Мгновенно прозрачная и крапчатая от камушков на дне вода окрасилась тёмным. Отпрянув, секунду‑другую Володя с ужасом глядел на дымные струйки крови, поднимавшиеся со дна, и вдруг, закатив глаза, тихо ушёл под воду. Борис ринулся к нему, подхватил под мышки и потащил на берег. Нога Володина сильно кровоточила, а Борис знал, хотя друг и скрывал эту свою боязнь, что вид крови, как своей, так и чужой, вырубает его с маху, как гимназистку.

На берегу он перевязал Володину ступню… трусами, конечно же, порванными на полоски. Ветхая материя рвалась как бумага, да и ничего другого из того, что не жалко, под рукой не оказалось. С грехом пополам натянул и на себя, и на Володю брюки и рубашки – и потащил друга на закорках к Дому творчества, где уж точно должен был находиться медпункт.

 

…Он там и оказался. Пожилая медсестра обработала и забинтовала Володе ногу (обе пары драных окровавленных трусов были ею брезгливо выкинуты в мусорное ведро и для скромного бюджета юношей потеряны безвозвратно), припугнула их столбняком от ржавой проволоки и погнала в больницу – делать укол… Гурзуфская больница стояла на ремонте, так что они потащились в Алушту и там невыносимо долго маялись в длиннющей очереди в приёмный покой, пока не прорвались в кабинет, где юная прекрасная дева, спустив с Володи штаны и удивившись отсутствию нижнего белья (стрельнула глазами и заметила: очень удобно, бес её разберёт, что имея в виду), вкатила наконец вожделенную сыворотку в его тощую задницу.

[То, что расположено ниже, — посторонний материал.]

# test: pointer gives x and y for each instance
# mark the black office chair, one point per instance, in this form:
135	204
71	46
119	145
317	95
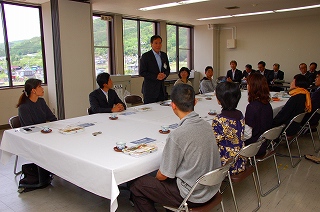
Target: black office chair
14	122
211	178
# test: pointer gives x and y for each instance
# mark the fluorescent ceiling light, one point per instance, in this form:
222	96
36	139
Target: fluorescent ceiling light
255	13
191	1
212	18
173	4
260	13
298	8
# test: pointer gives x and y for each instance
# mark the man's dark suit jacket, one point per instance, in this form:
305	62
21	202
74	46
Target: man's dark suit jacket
237	75
315	103
245	73
152	88
99	103
269	74
280	75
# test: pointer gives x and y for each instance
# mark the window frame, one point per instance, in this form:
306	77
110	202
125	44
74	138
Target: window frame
191	45
6	42
156	32
111	60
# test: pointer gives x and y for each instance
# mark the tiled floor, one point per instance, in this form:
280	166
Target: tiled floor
299	190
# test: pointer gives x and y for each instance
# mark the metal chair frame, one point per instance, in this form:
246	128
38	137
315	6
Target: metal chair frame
308	127
211	178
249	152
297	119
269	135
14	122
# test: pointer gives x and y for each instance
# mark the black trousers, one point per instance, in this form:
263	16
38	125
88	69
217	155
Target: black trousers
148	190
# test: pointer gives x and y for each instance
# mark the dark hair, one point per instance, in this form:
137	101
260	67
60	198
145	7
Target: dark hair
30	84
302	64
183	96
277	64
228	94
233	61
301	81
154	37
207	68
103	78
259	89
262	63
313	63
184	69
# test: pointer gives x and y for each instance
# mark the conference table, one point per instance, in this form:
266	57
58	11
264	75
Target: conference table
89	161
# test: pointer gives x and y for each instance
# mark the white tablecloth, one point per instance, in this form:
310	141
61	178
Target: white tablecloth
89	161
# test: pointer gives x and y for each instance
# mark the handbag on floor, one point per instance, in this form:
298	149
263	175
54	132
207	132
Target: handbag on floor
33	177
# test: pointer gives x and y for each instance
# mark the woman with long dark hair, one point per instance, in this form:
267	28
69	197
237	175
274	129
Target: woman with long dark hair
32	109
299	102
259	114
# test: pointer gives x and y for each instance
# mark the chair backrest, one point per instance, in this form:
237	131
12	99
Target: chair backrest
313	114
89	111
133	100
297	119
209	179
272	133
14	122
252	149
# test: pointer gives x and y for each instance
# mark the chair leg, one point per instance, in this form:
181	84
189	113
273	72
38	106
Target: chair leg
15	167
257	192
291	158
314	143
232	192
259	182
222	206
255	183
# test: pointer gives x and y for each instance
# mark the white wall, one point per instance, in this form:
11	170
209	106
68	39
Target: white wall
288	42
77	56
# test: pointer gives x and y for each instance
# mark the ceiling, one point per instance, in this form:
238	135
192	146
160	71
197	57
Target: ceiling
187	14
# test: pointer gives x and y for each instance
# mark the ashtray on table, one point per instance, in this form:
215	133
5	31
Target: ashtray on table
118	150
46	131
164	132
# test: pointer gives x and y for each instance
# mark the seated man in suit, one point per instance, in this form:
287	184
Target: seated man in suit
247	71
234	74
105	99
207	84
265	72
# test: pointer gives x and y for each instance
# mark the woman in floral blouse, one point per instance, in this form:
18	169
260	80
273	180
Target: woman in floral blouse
228	126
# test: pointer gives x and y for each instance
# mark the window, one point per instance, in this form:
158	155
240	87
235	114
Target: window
179	47
136	41
21	45
102	44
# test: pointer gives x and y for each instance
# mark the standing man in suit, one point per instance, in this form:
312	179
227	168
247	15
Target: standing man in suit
247	71
234	74
105	99
265	72
313	72
154	67
277	75
315	102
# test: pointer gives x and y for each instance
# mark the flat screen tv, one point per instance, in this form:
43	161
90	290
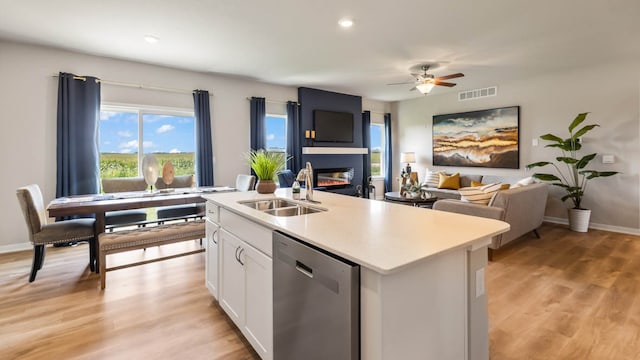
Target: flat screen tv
332	126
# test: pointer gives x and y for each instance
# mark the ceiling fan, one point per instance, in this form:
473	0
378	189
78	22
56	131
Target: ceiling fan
425	82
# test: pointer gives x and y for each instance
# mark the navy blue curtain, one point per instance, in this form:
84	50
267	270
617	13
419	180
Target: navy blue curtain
204	147
366	159
388	163
77	156
293	136
257	123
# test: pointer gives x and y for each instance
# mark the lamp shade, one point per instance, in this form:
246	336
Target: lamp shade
425	87
408	157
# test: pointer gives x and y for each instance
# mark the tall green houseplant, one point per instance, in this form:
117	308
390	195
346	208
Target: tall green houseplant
266	164
571	171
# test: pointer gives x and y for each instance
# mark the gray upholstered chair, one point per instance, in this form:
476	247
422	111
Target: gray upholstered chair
41	233
245	182
179	211
124	217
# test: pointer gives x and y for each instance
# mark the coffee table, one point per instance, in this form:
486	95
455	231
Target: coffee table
395	197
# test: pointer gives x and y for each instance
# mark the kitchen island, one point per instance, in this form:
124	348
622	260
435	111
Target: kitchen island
421	271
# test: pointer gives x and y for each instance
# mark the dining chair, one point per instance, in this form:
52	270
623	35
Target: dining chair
42	234
245	182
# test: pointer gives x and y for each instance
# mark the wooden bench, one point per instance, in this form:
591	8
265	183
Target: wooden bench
142	238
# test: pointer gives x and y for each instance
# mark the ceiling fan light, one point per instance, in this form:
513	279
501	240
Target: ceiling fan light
425	87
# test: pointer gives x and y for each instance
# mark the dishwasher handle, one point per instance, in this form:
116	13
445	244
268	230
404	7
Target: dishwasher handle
304	269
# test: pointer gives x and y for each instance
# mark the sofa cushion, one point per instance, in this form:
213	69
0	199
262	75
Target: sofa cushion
504	186
449	181
479	195
431	178
524	182
466	179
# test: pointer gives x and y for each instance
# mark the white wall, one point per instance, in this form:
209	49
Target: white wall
28	99
548	104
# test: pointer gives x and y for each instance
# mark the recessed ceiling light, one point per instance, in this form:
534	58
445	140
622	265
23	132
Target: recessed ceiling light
346	23
151	39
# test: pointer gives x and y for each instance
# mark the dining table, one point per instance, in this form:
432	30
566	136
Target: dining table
97	205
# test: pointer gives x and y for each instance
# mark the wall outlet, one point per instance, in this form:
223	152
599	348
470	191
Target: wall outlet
608	159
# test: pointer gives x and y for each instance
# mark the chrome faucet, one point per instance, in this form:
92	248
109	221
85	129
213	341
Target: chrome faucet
306	175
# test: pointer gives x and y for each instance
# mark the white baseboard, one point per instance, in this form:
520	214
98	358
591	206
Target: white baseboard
15	248
618	229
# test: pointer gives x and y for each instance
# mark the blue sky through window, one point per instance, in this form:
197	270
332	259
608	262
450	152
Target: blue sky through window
161	133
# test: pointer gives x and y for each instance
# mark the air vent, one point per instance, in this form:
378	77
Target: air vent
477	93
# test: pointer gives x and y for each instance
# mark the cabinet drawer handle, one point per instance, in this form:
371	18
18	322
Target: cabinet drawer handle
240	254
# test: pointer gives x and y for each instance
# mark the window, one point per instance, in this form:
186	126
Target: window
276	133
377	149
128	132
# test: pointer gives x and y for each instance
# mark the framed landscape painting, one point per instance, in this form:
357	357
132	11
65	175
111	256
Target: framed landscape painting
483	138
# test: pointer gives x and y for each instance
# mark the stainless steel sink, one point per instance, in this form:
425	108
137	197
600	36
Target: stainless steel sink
281	207
268	204
293	211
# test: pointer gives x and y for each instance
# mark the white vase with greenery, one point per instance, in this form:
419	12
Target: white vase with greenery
266	164
572	175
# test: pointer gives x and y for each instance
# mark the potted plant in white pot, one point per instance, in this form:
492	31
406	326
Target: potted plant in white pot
575	177
266	164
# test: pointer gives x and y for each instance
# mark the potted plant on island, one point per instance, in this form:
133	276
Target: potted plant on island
266	164
574	180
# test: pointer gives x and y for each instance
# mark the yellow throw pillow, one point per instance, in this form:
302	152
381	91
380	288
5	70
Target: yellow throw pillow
449	181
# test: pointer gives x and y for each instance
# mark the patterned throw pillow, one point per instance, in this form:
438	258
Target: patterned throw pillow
431	178
449	181
479	195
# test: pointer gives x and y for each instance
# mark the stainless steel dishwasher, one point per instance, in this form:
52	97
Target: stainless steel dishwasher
316	303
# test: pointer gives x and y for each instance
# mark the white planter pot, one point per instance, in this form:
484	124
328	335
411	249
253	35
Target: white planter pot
579	219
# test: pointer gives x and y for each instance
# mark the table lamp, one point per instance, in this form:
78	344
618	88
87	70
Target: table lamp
408	157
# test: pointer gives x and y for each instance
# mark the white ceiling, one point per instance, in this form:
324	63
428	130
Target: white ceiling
299	43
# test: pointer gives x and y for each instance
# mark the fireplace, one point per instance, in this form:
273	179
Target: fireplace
333	178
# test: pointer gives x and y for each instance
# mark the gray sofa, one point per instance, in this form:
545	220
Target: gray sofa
465	181
523	208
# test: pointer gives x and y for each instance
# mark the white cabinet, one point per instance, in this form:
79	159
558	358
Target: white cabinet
212	231
232	284
211	259
246	292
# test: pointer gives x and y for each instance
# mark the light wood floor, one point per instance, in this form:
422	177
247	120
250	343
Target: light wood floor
565	296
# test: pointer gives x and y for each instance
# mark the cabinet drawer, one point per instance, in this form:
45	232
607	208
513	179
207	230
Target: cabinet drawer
213	212
256	235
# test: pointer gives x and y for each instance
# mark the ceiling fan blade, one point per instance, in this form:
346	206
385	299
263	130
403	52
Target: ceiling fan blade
442	83
447	77
403	83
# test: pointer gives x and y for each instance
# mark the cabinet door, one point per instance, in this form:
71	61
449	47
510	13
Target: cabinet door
231	277
211	260
258	322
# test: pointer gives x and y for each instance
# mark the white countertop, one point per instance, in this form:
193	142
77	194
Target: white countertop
381	236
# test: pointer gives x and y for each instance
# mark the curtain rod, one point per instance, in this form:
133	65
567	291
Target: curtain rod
132	85
375	112
275	101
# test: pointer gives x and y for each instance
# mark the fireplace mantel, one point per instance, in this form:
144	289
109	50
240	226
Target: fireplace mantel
333	150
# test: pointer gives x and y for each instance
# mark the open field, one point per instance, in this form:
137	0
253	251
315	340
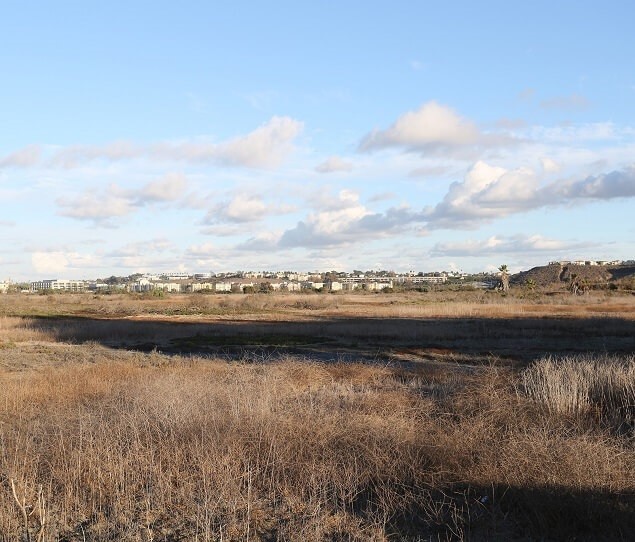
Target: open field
443	416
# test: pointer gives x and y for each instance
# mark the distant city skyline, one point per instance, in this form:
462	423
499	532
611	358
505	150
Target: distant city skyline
156	137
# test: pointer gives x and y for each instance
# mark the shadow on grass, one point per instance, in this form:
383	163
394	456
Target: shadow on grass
514	339
518	513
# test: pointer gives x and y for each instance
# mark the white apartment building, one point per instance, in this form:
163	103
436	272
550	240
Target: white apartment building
430	279
59	284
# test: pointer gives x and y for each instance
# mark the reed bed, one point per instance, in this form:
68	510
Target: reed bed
129	446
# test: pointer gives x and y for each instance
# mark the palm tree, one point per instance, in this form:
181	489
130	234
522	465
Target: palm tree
504	277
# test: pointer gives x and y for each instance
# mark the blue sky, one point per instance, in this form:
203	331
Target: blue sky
206	136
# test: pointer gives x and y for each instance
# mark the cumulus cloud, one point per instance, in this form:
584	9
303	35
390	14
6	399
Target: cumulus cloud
264	147
549	165
102	205
170	188
516	244
334	164
347	221
58	261
261	242
97	206
28	156
243	209
431	125
488	192
570	102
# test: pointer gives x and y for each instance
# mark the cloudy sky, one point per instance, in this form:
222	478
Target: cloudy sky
207	136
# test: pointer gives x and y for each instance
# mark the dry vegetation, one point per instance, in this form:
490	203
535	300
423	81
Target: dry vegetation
115	444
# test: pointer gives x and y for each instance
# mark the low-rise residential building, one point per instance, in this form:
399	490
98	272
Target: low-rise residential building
59	284
430	279
200	286
376	286
223	287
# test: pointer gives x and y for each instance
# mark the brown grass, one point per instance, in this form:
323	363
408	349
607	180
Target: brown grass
145	447
450	444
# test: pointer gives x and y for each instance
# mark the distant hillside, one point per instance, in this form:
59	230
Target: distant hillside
560	275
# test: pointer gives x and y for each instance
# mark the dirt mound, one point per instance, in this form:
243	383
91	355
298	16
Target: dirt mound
561	275
545	275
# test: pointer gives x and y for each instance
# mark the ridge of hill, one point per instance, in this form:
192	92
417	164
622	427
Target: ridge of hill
561	275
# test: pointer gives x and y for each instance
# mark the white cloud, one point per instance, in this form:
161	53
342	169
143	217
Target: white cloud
333	164
549	165
264	147
570	102
516	244
170	188
489	192
431	125
243	209
114	201
26	157
97	206
347	221
57	262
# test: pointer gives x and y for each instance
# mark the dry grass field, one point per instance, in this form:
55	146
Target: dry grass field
432	416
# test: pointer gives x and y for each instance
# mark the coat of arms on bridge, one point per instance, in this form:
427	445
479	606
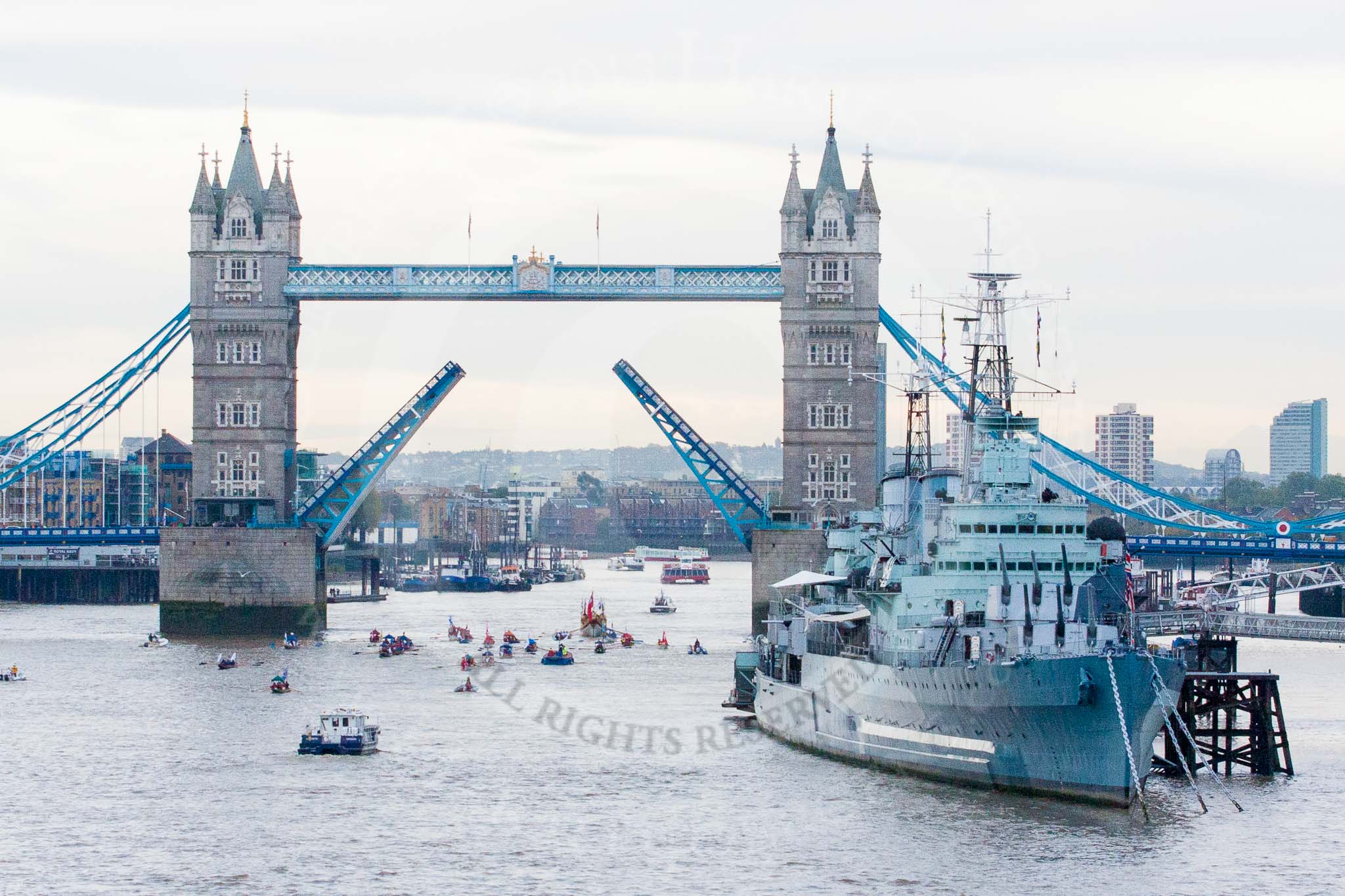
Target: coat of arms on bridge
535	274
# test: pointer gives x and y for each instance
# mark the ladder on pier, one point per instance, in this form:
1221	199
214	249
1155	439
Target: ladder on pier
1237	719
1242	625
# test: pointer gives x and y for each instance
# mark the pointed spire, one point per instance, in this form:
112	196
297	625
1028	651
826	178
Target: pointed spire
202	200
868	200
794	203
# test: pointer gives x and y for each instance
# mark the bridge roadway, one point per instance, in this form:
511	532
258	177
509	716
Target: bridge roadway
1242	625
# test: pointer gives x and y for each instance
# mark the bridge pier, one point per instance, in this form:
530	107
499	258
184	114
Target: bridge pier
240	582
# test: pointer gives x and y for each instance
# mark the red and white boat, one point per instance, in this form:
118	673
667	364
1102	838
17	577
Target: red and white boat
684	572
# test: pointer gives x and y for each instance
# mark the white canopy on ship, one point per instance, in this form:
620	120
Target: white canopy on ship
808	578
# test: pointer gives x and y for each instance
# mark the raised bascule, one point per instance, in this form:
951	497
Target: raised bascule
248	282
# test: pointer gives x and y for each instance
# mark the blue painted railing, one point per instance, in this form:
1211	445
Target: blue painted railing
732	496
537	281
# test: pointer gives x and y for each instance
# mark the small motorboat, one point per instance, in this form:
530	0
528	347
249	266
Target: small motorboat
662	603
346	733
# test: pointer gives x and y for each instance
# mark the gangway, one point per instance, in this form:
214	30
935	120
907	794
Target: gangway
340	496
732	496
1229	593
1242	625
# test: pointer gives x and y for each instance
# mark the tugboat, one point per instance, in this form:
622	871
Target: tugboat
592	620
558	657
684	572
346	733
662	603
950	640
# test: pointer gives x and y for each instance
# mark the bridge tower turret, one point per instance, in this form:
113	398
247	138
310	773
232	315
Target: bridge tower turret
834	412
245	337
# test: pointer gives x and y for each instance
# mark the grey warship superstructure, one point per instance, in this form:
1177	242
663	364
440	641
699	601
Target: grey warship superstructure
970	629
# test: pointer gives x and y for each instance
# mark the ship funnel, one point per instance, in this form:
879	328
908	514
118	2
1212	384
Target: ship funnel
1003	571
1070	584
1036	582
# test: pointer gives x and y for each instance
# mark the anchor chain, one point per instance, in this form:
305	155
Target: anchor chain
1181	723
1125	736
1181	757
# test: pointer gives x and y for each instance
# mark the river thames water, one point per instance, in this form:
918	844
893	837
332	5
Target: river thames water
131	770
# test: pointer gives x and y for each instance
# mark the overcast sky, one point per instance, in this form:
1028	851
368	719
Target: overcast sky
1178	169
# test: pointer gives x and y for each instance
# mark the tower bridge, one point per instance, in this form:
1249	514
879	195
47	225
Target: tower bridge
246	285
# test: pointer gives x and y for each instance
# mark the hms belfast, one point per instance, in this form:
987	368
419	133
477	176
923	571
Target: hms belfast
969	629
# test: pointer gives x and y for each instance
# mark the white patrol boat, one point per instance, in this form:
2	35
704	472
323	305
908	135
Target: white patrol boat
341	731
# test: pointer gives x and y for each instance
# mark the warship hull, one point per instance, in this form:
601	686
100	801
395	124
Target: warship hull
1044	726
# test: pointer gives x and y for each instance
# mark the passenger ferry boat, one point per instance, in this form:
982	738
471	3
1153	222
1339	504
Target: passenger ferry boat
346	733
684	572
948	637
626	563
662	555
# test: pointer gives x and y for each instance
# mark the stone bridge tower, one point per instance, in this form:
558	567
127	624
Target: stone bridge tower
245	337
219	576
834	417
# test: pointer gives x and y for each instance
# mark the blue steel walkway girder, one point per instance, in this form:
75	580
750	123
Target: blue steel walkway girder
537	281
335	501
741	508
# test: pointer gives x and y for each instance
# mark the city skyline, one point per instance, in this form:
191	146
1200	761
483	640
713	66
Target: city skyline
390	175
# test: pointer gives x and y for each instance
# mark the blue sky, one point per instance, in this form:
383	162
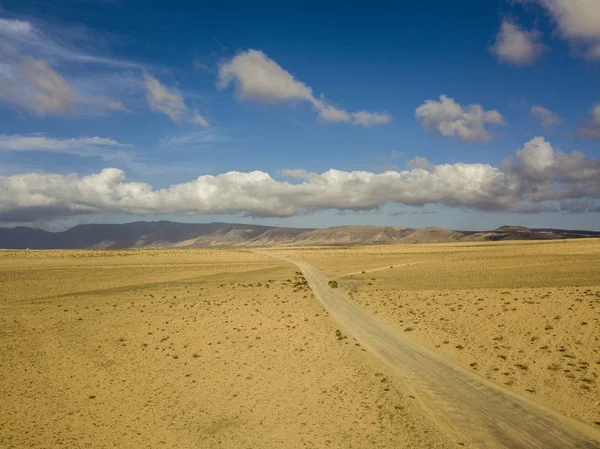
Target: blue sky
463	114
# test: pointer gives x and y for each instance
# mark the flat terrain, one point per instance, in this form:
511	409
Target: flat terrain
190	349
230	349
525	315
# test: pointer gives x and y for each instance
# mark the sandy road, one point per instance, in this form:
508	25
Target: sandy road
482	411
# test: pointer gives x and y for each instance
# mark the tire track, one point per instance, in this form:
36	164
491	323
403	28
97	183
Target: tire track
482	411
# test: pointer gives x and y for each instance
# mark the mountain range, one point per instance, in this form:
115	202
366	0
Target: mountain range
167	234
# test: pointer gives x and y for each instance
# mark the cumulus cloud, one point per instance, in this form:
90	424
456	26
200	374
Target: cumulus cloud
31	39
33	86
546	117
591	129
396	212
256	77
578	21
169	101
517	46
548	174
101	147
450	118
579	206
530	181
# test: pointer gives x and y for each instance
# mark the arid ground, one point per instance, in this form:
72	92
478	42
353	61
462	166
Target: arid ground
230	349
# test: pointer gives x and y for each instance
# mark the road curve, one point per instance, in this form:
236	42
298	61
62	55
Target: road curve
482	411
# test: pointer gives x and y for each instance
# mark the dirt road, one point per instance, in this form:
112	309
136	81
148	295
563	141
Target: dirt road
485	413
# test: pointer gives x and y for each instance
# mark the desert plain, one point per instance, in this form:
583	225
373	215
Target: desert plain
230	348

Зато какой мощный, какой пенисто‑розовый закат над морем они наблюдали сверху, стоя на шоссе! Хлопья облаков стягивались к горизонту, стремительно наливаясь кровью; солнце, спускаясь, остывало и багровело, а коснувшись воды, вонзило в море длинный кинжал, остриё которого, достигнув берега, долго шевелило на мелководье розовую гальку.

– Значит, так: небо… кадмий лимонный и кадмий жёлтый…

– …можно и кадмий оранжевый, – вставлял Володя, – а вода – кобальт фиолетовый и ультрамарин.

– …а гора как светится, смотри: кобальт синий и ультрамарин, да. Передаём контрастом.

Ни черта они в тот день не успели, ради чего ехали: ни красок не купили, ни даже в море по‑человечески не искупались. Проваландались в потной очереди за столбнячным уколом, все свои гроши потратили на попутки. Но тот ошеломительный закат в вихре багряных хлопьев, под которым они спорили, стоя без трусов, без денег, но с огромным вдохновенным будущим творческих побед… – разве то был не праздник, который – всегда, всегда?..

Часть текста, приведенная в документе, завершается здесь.